The UK's top 100 companies have a group pension scheme deficit of GBP36 billion despite record contributions during the year, a study by actuarial consultants Lane Clark & Peacock (LP&C) has found.
Despite a record 12% increase in employer contributions to GBP12.5 billion in 2005, along with stock market growth, the combined pension fund deficit of all FTSE 100 companies fell by only GBP1 billion to GBP36 billion in the year to July, the report says.
The volatility of the markets saw the deficit reach GBP54 billion in January and then fall to GBP29 billion in April before settling at GBP36 billion in July. Nevertheless, the report predicts that the companies remain on track to clear their deficits by 2012.
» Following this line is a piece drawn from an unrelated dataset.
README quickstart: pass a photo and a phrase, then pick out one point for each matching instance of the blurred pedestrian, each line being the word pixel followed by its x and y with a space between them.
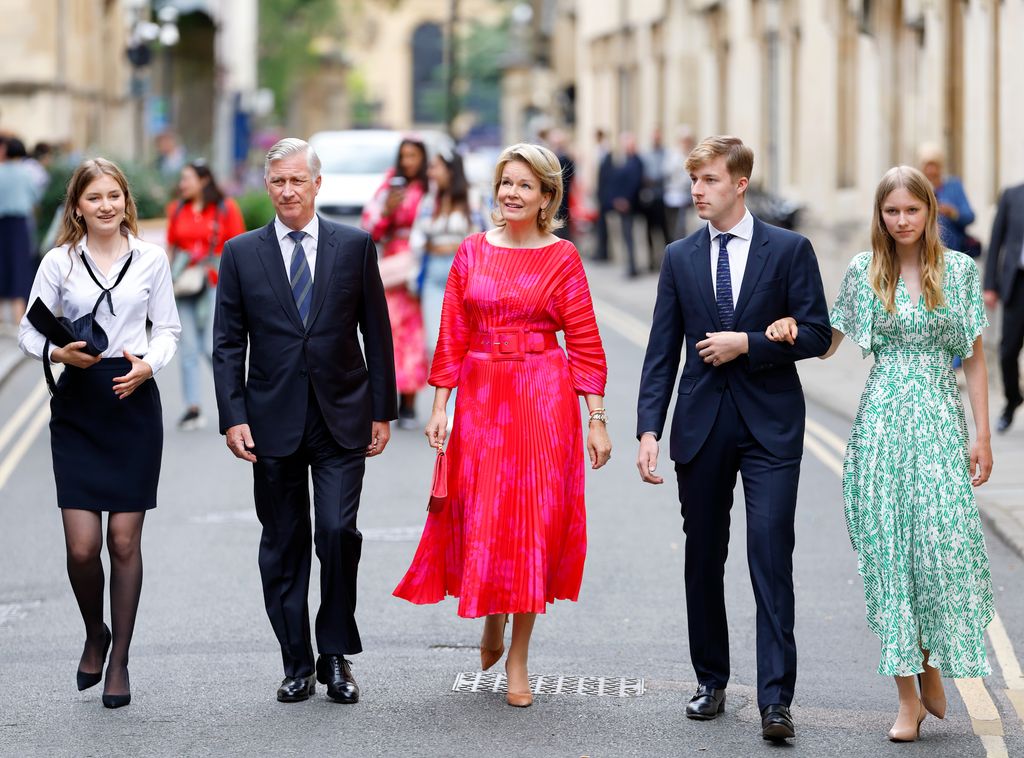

HSBC’s GBP1.3 billion and Royal Dutch Shell’s GBP702 million were the largest contributions. Just five of the top 100 companies recorded a pension scheme accounting surplus: Associated British Foods, Gallaher Group, Johnson Matthey, Old Mutual and Schroders.
Three companies were said to have a pension deficit equivalent to or at 30% of their market value, which were British Airways, BAE Systems and ICI.
LP&C also said the majority of Britain’s 100 biggest companies will shut their final salary pension schemes to their current workforce as well as new members within six years.
So far Rentokil Initial is the only one to have closed its gold-plated scheme to existing employees and LPC predicts that many more will follow suit before 2012 in a bid to cut the growing pension costs.